Suzanne became emotional and insisted that Michel take her with him. ‘You cannot go without me!’

‘I’m vogelfrei - it’s too dangerous.’

‘And it’s safe for a Jew to remain in Austria?’ Suzanne asked drily. ‘If I want to share my life with you I must also share the danger!’

The courage of Suzanne brought the lovers closer together in their final months in Vienna. But Michel was reluctant to risk exposing her to the dangers of illegal flight. He told Suzanne that they could only go forward with the plan if her mother gave consent. Secretly, Michel hoped this would not be given and expected the mother to convince her daughter to take the safer course.

Suzanne was an only child, a minor, and adored, but Frau Adler was an unusual woman. ‘In normal times this meeting, and the subject of this meeting, would be absolutely unthinkable,’ she said flatly. ‘But this is not a normal time. It is an extraordinary time demanding extraordinary measures. I know how Suzanne feels. All I can do is to give both of you my blessing.’ And on a practical note, Frau Adler obtained a document from city hall bestowing legal majority on her daughter.

The obvious route to take to France at this time was through Switzerland or Italy, but Michel felt that both would be strongly guarded by German soldiers. His plan was to cross Germany and enter France across the Siegfried-Maginot Line, the supposedly impregnable network of underground frontier fortresses. ‘It was so crazy and unlikely that nobody would think of it - that was my logic.’
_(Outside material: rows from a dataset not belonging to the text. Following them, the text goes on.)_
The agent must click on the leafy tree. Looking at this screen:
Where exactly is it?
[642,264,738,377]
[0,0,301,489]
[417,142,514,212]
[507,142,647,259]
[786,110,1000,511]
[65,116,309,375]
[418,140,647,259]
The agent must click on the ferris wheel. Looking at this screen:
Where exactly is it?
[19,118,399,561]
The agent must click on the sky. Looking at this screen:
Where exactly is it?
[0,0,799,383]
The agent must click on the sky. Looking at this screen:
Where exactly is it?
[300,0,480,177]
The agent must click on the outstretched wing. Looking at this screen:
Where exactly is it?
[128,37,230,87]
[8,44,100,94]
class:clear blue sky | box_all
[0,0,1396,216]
The couple left Vienna in October 1938 and crossed into Germany without incident. They made their way to Saarbrucken, the German town near the French border where Michel had crossed illegally before. They spent the night at a friend’s house and made their way the next day to the hill country, close to Voelklingen, abutting the Siegfried-Maginot Line. The plan was to observe the German patrols and sneak across between them. They watched patiently hour after hour, looking for an opportunity to make their move, but the moment they tried to cross they were spotted and caught. They were taken to a guard post where they sat in silence, listening to the rain drumming on the roof, awaiting the arrival of the Gestapo from Saarbrücken.
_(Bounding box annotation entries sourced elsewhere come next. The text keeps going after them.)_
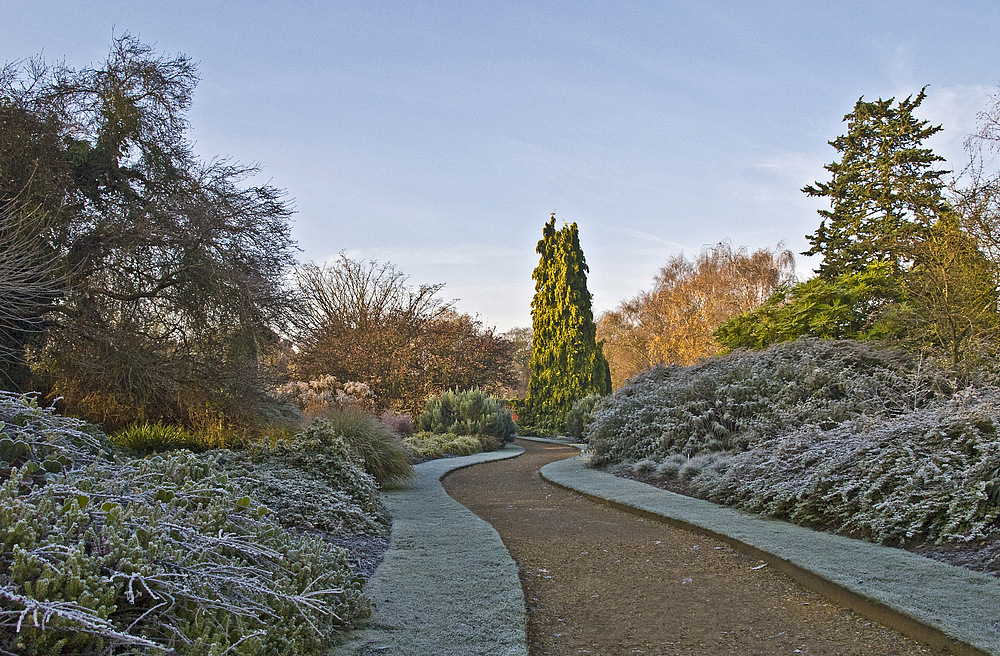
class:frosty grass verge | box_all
[332,445,528,656]
[542,457,1000,654]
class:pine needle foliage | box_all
[417,389,517,448]
[802,89,950,278]
[518,213,611,434]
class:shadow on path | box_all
[443,441,947,656]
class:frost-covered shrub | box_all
[275,376,375,417]
[404,431,486,459]
[0,395,378,656]
[417,388,517,443]
[0,391,114,480]
[223,419,389,534]
[566,394,604,439]
[587,339,935,466]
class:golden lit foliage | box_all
[598,242,795,388]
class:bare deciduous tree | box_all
[598,242,795,387]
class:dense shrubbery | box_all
[590,340,1000,543]
[417,389,517,445]
[306,408,413,487]
[0,394,386,655]
[588,339,932,466]
[566,394,604,439]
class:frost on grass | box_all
[0,394,384,655]
[589,340,1000,556]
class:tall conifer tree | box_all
[521,213,611,432]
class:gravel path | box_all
[444,441,947,656]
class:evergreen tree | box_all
[802,89,948,279]
[520,213,611,432]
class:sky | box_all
[0,0,1000,331]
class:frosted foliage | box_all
[690,390,1000,544]
[587,339,933,466]
[0,395,370,656]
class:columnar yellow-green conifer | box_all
[520,214,611,432]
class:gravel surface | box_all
[444,441,948,656]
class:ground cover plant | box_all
[588,339,1000,569]
[0,393,387,655]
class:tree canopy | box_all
[597,242,794,387]
[292,253,517,414]
[0,35,293,426]
[518,213,611,432]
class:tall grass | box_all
[322,407,413,487]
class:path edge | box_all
[327,444,528,656]
[540,452,1000,656]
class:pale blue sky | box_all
[0,0,1000,330]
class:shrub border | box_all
[541,456,1000,656]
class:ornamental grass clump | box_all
[417,388,517,446]
[111,423,211,455]
[0,394,374,656]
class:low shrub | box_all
[591,340,1000,545]
[566,394,604,439]
[0,395,377,656]
[111,423,213,455]
[404,431,486,460]
[417,388,517,443]
[223,419,390,535]
[315,407,413,487]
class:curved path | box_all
[444,441,948,656]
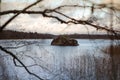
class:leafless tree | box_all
[0,0,120,80]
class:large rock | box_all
[51,35,78,46]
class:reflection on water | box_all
[0,39,120,80]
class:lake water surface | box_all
[0,39,120,80]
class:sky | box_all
[2,0,35,2]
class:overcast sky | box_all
[2,0,36,2]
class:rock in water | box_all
[51,35,78,46]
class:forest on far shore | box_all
[0,30,120,39]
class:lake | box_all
[0,39,120,80]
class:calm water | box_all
[0,39,120,80]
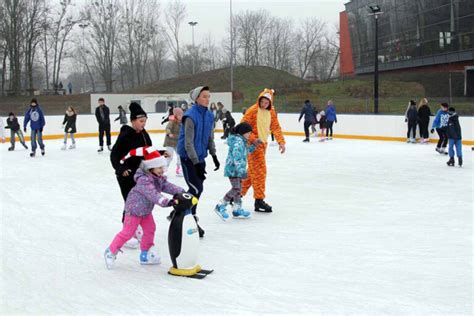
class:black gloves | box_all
[194,162,207,181]
[212,155,221,171]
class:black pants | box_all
[181,158,204,215]
[304,122,312,138]
[407,121,416,138]
[420,121,430,139]
[117,175,135,223]
[326,121,334,137]
[99,124,112,147]
[436,128,448,148]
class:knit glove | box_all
[212,155,221,171]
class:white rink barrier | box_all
[2,113,474,145]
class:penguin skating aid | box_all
[168,193,214,279]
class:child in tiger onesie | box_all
[241,89,285,213]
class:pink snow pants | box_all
[109,213,156,254]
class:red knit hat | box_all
[120,146,168,170]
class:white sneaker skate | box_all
[140,246,161,265]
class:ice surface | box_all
[0,134,473,315]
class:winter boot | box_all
[446,157,454,167]
[140,246,161,265]
[232,203,251,218]
[214,200,229,222]
[255,199,272,213]
[104,247,117,269]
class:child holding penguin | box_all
[214,122,262,221]
[104,146,184,269]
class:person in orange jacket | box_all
[241,89,285,213]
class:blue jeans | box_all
[31,129,44,152]
[448,138,462,158]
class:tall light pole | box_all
[369,4,383,114]
[230,0,234,92]
[188,22,197,75]
[79,23,89,93]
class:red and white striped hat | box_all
[120,146,168,170]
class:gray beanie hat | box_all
[189,86,209,102]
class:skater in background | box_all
[6,112,28,151]
[326,100,337,140]
[23,98,46,157]
[318,111,326,142]
[214,123,262,221]
[114,105,128,125]
[221,108,235,139]
[104,147,184,269]
[431,103,449,155]
[447,107,462,167]
[163,108,183,177]
[241,89,286,213]
[95,98,112,152]
[405,100,418,144]
[418,98,431,144]
[178,86,220,238]
[298,100,316,143]
[61,106,77,150]
[110,102,152,248]
[161,102,174,125]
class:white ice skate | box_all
[140,246,161,265]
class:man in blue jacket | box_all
[178,87,220,238]
[23,98,46,157]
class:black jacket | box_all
[63,114,77,134]
[95,104,110,126]
[6,117,20,132]
[298,102,316,124]
[110,125,152,177]
[448,113,462,140]
[418,104,431,122]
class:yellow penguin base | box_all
[168,265,201,276]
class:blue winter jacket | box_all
[224,134,255,179]
[178,104,214,162]
[326,105,337,122]
[431,109,449,129]
[23,105,46,130]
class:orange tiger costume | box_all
[241,89,285,200]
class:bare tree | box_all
[83,0,120,92]
[165,0,186,76]
[295,18,325,78]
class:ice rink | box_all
[0,134,473,315]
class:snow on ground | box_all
[0,134,473,315]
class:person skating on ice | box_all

The officers turned out to be young men in the long black leather overcoats that were one of the trademarks of their profession. Michel and Suzanne were pushed into the back of a car and driven for what seemed like hours along a lonely road through woods. The uncertainty of the journey was close to unbearable, and they did not pass a single car in either direction. The driver eventually turned off on to a rough track and bumped along until they reached a low, camouflaged Gestapo building hidden among large, dripping trees. They were taken inside and interrogated in a straightforward question-and-answer session that seemed to bore their captors. Papers were filled out and stamped. One of the Gestapo men then announced they were to be driven that night to Dachau, where they would be interned. They were led back to the car.

Michel and Suzanne, of course, knew all about Dachau. Michel understood that they faced a long and lonely journey across Germany and that the present moment was possibly the only hope of escape. As they approached the car he gave a signal to Suzanne to run into the woods. She broke away and made for the trees, but one of the Gestapo officers gave chase and quickly captured her. Infuriated, he dragged her back to the car. His colleague unholstered his Luger and began shouting that he was going to shoot them both where they stood.
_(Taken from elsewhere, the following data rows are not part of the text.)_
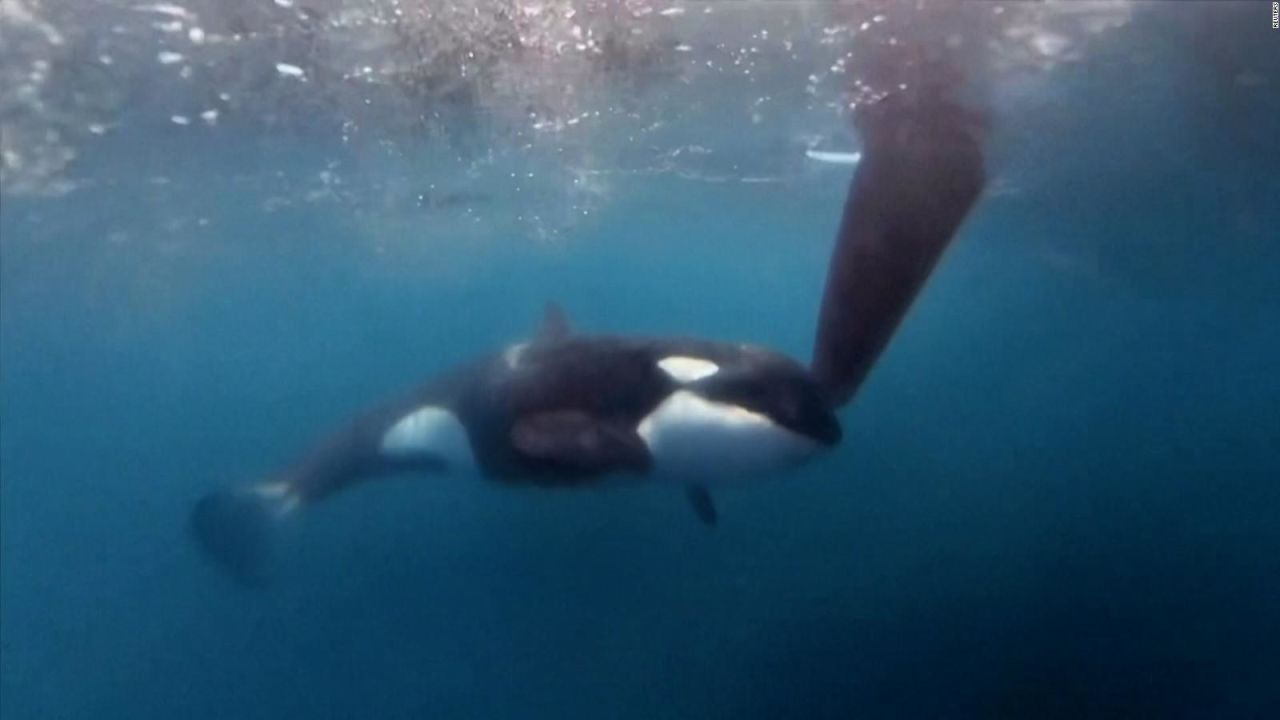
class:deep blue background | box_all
[0,14,1280,720]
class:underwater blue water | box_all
[0,16,1280,720]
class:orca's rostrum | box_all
[191,70,986,582]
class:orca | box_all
[189,71,986,583]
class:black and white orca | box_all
[191,74,986,582]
‘Why don’t you?’ Michel yelled, losing his temper. ‘Go on - shoot! What do you want from us? You want the Jews out of the country, and that’s all we’re trying to do - leave the country! And you bring us back! Where should we go? We’re not allowed to stay, we’re not allowed to go! You want to shoot,
shoot!

At first the Gestapo men seemed stunned by Michel’s outburst, but then they grew quiet, perhaps checked by the inescapable logic of his argument. They waved their guns and ordered the prisoners into the back of the car.